As methane cannot persist in the Martian atmosphere for more than a few hundred years, its presence suggests either that it is being replenished by some unidentified volcanic or geologic process, or that some kind of extremophile life form similar to some existing on Earth is metabolising carbon dioxide and Hydrogen and producing methane.
In March 2004, the orbiting ESA probe Mars Express reported detecting methane in the Martian atmosphere, which had earlier been suggested by observations of the United Kingdom Infrared Telescope on Hawaii and the Gemini South observatory in Chile in 2003.

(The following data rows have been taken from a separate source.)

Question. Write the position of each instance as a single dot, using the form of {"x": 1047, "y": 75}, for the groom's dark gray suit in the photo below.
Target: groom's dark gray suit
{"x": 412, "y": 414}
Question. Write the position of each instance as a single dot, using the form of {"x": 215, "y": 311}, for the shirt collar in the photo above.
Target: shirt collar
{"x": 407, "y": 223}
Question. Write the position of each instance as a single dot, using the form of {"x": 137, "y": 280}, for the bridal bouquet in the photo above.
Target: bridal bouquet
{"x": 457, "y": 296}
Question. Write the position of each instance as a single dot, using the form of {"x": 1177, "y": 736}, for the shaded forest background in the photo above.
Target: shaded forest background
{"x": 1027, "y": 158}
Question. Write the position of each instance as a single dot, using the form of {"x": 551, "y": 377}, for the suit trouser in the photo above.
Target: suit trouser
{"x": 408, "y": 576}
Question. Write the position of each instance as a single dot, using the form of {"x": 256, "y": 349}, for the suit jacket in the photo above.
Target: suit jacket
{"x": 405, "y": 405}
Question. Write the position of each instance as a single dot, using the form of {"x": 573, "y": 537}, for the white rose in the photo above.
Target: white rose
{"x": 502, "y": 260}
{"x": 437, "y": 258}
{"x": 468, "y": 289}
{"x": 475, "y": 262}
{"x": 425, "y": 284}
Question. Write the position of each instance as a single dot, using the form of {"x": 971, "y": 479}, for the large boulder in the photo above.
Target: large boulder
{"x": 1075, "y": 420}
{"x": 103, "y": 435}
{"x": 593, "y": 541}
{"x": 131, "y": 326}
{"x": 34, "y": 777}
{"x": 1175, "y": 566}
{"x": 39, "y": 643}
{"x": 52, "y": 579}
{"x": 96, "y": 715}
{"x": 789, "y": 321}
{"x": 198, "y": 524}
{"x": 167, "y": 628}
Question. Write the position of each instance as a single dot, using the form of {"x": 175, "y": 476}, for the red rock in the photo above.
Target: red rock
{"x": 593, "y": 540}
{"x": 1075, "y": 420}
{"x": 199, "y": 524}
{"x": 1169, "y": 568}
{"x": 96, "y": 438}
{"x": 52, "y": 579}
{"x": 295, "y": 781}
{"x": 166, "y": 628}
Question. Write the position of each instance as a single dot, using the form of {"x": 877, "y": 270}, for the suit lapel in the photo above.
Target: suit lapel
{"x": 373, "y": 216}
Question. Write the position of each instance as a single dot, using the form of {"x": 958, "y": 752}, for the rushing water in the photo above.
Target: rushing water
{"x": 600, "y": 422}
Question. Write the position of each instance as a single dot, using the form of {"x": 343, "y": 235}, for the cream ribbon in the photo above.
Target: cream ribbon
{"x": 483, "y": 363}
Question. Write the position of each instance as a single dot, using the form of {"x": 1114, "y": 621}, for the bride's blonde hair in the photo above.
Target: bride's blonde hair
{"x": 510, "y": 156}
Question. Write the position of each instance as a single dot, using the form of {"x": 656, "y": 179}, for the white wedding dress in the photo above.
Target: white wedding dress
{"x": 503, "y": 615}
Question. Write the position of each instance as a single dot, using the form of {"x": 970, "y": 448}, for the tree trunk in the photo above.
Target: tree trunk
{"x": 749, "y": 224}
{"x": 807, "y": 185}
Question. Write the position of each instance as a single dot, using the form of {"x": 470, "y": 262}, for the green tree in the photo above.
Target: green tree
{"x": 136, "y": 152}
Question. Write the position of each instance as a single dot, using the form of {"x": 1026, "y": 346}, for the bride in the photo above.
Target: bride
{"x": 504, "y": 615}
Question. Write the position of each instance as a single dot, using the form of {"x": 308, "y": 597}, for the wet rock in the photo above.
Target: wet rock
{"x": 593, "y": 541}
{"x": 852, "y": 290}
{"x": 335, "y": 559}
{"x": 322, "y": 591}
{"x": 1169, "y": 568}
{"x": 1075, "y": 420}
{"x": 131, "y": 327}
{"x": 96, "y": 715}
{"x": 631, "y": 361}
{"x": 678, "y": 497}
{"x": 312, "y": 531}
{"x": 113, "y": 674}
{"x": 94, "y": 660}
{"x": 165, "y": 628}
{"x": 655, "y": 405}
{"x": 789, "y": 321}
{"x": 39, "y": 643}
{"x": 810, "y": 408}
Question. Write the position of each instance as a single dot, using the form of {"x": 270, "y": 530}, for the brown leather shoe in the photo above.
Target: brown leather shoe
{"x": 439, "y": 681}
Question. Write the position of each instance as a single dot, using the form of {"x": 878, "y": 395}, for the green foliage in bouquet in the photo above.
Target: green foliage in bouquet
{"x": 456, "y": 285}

Others have proposed that a process called serpentinization, wherein the mineral olivine is converted into Serpentine in the presence of liquid water, may be occurring somewhere in the subsurface of Mars and releasing enough methane to explain the observations.
Formaldehyde on Mars.
In February 2005, it was announced that the Planetary Fourier Spectrometer (PFS) on the European Space Agency's Mars Express Orbiter detected substantially more formaldehyde than anyone had reasonably expected, strongly pointing to other explanations such as microbial life. This claim continues to be widely debated in the scientific community. Scientists skeptical to the measurements say that the data from the PFS has been misinterpreted.
Ammonia on Mars.
In the Martian atmosphere ammonia would be unstable and only last for a few hours. In fact a NASA scientist has said "There are no known ways for ammonia to be present in the Martian atmosphere that do not involve life". For this reason, the detection of ammonia would be extremely important for the debate of whether there is life on Mars.
In July 2004 rumours began to circulate that Vittorio Formisano, the scientist in charge of the Planetary Fourier Spectrometer (PFS), would announce their discovery of ammonia at an upcoming conference. It later came to light that none had been found; in fact some noted that the PFS was not precise enough to distinguish ammonia from carbon dioxide anyway.
Phoenix lander, 2008 to Mars.
The Phoenix mission will land a telerobot in the polar region of Mars in May 2008. One of the mission's two primary objectives is to look for a 'habitable zone' in the martian soil where microbial life could exist, the other mission being to study the geological history of water on Mars. The lander will have a 2.5 meter robotic arm that is capable of digging a 0.5 meter trench in the soil. The arm is fitted with an arm camera that will be able to verify that there is soil in the scoop when returning soil samples to the lander for analysis - this overcomes an important design flaw in the Viking landers.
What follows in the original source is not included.